Is there a sign on my back? A signal I send out?

We stopped by the beautiful Palais de Rais during our walk downtown and as we were strolling through admiring tiles and hand-painted ceilings and the generally gorgeous prisons in which women of the last century were imprisoned a veiled woman came up behind me and said, "Welcome to Algeria."

"Oh, thank you," I told her. "That is very nice."

I swear that is all I said, a polite response to a nice greeting.

Twenty minutes later, I knew about the death of her father and mother, her subsequent struggles with a memory disorder that left her unable to recall things in the immediate past, her hear ailment, her favorite Ramadan recipes. I had seen her swollen ankles, a symptom of the heart malody and photos on her telephone (whose idiot idea was it anyway to marry a camera and a telephone?) of both her children. Nadir, sucked into the conversation because her English did not extend much beyond her opening line, refused to translate anymore at about this point, but she kept on talking anyway until I just walked away, listening to Nadir bitching in English as I went, "Oh thank you very much for just walking away leaving me here.
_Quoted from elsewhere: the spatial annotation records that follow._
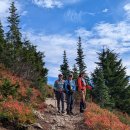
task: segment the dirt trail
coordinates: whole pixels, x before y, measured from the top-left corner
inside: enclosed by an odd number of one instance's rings
[[[74,115],[70,116],[66,113],[57,113],[56,100],[54,99],[47,99],[46,104],[45,119],[46,124],[48,124],[48,130],[86,130],[83,125],[83,114],[79,113],[78,106],[74,106]]]

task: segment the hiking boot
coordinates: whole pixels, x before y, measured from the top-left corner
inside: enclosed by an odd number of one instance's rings
[[[60,113],[60,110],[58,110],[58,113]]]
[[[70,112],[70,115],[74,115],[74,113],[71,111],[71,112]]]
[[[83,110],[83,109],[80,109],[80,113],[84,113],[84,110]]]
[[[65,111],[63,110],[62,113],[65,113]]]
[[[67,115],[70,115],[70,111],[67,111]]]

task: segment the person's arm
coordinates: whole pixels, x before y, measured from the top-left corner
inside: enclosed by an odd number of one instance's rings
[[[55,81],[54,83],[54,91],[56,91],[56,89],[57,89],[57,81]]]
[[[66,91],[66,92],[69,91],[68,88],[67,88],[67,85],[68,85],[68,83],[67,83],[67,81],[65,81],[65,91]]]
[[[75,83],[75,80],[73,80],[72,90],[73,90],[73,91],[76,91],[76,83]]]
[[[78,78],[78,90],[82,90],[82,80],[81,78]]]

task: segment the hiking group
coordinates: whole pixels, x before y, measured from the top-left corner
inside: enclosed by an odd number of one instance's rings
[[[66,112],[73,115],[74,98],[77,93],[80,97],[79,110],[81,113],[86,109],[86,89],[92,89],[85,81],[85,73],[80,73],[77,80],[73,80],[73,74],[68,75],[68,79],[64,80],[63,75],[59,74],[58,79],[54,83],[54,93],[57,100],[58,113],[65,113],[64,101],[67,101]]]

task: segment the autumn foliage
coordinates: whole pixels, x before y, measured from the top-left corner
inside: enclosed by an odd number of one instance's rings
[[[33,109],[43,111],[42,93],[31,82],[0,65],[0,120],[17,124],[35,122]]]
[[[130,126],[123,124],[115,114],[94,103],[88,105],[84,117],[90,130],[130,130]]]

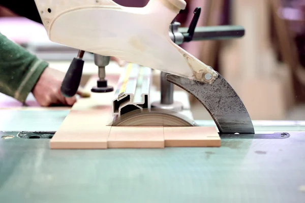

That is very nice!"

What made this poor lost soul swoop down on me, not Del or any of the other people in the palais? Why me?

I've been asking this without getting an answer all my life.

The woman reminded me for the first time in a long while of Rainer Kangas, a strange Ohio State student who frequented the UPI office in Columbus in the early 1980s trying to get me to write about how he'd found the formula for the hydrogen bomb. I never did write anything but he didn't leave me alone until suddenly I stopped hearing from him. He called me a last time to say he's fallen out a window and broken his ankles.

Maybe it was this woman exposing her puffy ankles to me that brought Rainer back.

1 comment:

Kelly said...

Hilariously sad or sadly hilarious. I cannot make up my mind.